The conversation was about boxing: “I’m tellin’ you pound for pound there’s nobody better than Willie Pep. And I don’t care what you say about that moolignon [an Italian racial slur], Ray Robinson’s a credit to his race, is a great fighter, too.”
But the big conversation was about horse racing. It was always about a single big victory in a lifetime of a million tiny defeats.
“So we’re at Roosevelt Raceway and I have a tip on this trotter named Nicky’s Dream and the driver was Cobb and you know what that means ... The fix was in ... So he’s stalled 10 lengths behind and there are two horses blocking his way and then they spread apart like the gates of heaven and Nicky’s Dream comes down the middle and the other two drivers are breaking their arms pulling their horses back and Nicky’s Dream wins by a nose. He paid 38 clams. Too bad I only had two dollars on him – it was my last two dollars.”
Sometimes one of my neighbors would be strumming a guitar and another would be playing a mandolin. One could hear the song “Torna a Surriento” being played into the night.
Our grandmothers and grandfathers wouldn’t sing but if you watched closely they would be sadly mouthing the words of this song about the old country they missed so, so much.
No one talked politics. No one talked about their work – there was nothing to talk about.

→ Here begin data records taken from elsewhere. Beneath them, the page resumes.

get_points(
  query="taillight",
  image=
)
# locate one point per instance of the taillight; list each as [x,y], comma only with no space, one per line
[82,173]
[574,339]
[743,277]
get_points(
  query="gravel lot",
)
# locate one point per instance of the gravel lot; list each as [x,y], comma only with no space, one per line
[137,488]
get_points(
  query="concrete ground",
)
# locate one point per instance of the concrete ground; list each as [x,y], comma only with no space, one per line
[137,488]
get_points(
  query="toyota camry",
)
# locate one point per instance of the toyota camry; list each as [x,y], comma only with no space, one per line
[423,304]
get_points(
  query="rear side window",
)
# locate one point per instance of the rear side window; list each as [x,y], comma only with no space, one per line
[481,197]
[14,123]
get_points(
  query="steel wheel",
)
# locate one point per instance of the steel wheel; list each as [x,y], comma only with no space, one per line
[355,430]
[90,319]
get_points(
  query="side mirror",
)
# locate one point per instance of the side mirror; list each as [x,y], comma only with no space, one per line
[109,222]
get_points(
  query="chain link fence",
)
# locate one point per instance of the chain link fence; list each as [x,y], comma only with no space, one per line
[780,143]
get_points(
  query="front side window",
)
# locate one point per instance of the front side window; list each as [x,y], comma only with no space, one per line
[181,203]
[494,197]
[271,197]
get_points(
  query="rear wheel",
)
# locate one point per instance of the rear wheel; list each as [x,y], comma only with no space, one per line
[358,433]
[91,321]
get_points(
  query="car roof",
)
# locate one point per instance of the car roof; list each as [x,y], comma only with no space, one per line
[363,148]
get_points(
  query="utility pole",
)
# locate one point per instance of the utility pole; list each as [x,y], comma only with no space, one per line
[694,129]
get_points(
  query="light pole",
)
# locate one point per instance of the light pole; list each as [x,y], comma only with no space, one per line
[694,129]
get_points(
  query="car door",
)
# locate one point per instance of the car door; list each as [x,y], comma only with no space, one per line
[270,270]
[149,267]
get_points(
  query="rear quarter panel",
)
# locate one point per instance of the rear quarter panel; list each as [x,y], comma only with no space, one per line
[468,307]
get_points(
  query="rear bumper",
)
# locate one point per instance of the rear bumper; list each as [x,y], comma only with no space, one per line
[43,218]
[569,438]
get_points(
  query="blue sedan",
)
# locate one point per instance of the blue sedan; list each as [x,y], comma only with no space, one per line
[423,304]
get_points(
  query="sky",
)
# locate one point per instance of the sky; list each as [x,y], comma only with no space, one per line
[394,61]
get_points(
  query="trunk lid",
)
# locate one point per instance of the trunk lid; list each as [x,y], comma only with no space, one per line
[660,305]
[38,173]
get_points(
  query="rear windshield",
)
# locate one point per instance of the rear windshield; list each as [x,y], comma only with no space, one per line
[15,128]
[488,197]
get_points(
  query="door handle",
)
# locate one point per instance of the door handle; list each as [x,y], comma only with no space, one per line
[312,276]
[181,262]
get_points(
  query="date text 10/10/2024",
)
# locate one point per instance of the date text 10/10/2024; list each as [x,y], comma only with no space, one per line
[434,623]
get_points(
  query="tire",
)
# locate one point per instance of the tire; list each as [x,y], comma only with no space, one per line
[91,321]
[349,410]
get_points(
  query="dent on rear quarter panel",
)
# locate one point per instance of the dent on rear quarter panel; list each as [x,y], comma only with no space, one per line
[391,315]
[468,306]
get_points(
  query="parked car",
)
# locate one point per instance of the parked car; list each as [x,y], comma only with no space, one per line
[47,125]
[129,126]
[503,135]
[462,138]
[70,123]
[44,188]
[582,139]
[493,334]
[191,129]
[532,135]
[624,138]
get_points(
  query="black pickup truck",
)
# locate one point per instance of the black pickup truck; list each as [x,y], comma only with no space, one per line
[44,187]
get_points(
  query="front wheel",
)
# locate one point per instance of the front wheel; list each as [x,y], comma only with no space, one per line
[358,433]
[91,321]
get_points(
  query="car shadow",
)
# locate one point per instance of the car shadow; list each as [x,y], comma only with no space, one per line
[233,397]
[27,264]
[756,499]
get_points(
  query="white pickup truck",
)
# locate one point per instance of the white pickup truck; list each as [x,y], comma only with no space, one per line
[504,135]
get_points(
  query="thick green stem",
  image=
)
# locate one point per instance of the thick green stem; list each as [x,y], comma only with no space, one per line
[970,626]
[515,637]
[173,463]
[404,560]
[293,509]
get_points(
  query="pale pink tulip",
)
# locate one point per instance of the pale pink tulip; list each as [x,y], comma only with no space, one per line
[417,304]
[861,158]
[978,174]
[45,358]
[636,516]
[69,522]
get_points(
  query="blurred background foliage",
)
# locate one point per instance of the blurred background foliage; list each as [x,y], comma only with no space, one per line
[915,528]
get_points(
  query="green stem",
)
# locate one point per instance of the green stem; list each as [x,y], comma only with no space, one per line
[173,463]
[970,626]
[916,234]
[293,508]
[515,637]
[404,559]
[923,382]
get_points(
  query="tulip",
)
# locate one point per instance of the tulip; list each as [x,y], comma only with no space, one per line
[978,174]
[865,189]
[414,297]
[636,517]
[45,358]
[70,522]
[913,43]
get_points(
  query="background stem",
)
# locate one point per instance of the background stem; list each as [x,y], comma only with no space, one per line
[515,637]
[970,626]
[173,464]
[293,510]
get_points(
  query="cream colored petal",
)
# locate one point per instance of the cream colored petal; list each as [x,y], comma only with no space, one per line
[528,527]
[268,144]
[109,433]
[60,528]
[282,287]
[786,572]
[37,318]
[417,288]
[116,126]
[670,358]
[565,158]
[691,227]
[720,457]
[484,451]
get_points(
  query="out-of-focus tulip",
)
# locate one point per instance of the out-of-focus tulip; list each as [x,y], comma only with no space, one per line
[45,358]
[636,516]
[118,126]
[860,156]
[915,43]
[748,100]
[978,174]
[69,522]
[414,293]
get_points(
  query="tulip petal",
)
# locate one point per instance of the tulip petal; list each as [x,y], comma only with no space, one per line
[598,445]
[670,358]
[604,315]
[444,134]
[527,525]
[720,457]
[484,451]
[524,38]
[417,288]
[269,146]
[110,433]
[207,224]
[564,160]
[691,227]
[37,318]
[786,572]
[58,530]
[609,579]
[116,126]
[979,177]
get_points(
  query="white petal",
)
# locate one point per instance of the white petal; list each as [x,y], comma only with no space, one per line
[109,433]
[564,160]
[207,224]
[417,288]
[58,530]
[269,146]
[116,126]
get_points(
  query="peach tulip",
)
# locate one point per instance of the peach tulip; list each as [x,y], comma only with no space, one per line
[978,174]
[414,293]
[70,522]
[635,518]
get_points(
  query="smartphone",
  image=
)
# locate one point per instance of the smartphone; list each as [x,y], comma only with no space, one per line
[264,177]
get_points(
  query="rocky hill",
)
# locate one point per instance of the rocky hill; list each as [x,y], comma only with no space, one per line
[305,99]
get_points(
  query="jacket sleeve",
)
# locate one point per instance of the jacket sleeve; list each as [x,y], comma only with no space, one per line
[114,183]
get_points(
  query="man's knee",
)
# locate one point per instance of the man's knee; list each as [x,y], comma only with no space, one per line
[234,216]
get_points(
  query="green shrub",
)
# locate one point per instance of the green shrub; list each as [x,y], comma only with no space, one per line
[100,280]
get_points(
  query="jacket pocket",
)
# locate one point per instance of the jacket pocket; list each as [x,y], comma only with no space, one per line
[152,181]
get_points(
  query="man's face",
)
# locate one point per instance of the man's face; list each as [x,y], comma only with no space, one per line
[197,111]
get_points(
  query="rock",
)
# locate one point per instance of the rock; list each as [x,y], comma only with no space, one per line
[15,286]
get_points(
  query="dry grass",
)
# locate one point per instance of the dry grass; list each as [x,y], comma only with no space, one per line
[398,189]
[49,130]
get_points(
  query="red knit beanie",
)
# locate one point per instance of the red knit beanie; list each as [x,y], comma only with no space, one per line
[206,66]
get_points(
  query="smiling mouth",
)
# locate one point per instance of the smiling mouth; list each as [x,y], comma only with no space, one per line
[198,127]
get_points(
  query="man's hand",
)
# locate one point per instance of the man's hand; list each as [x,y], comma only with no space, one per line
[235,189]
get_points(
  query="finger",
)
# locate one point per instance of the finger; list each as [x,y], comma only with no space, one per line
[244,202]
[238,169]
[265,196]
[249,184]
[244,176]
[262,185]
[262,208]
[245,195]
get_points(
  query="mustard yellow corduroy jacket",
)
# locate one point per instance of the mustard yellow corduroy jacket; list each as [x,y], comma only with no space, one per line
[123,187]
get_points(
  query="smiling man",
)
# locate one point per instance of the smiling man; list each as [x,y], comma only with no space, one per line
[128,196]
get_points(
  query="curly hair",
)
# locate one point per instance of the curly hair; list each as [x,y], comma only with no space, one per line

The work of the neighborhood was mainly lifting heavy cargo in and out of the holds of ships on the Brooklyn waterfront.
When did it change? How did it change? When did neighbors stop spending hours together on sticky, summer nights?
When did the conversations and friendships end?
It happened when air conditioning and television came along, and all of the sudden the sizzling summer streets in every neighborhood were empty.
Then, as you passed each house, you heard the hum of a new air conditioner and saw that the only light in each home came from the eerie glow of a black-and-white Dumont television set.
Summer, and my old Brooklyn neighborhood, hasn’t been the same since.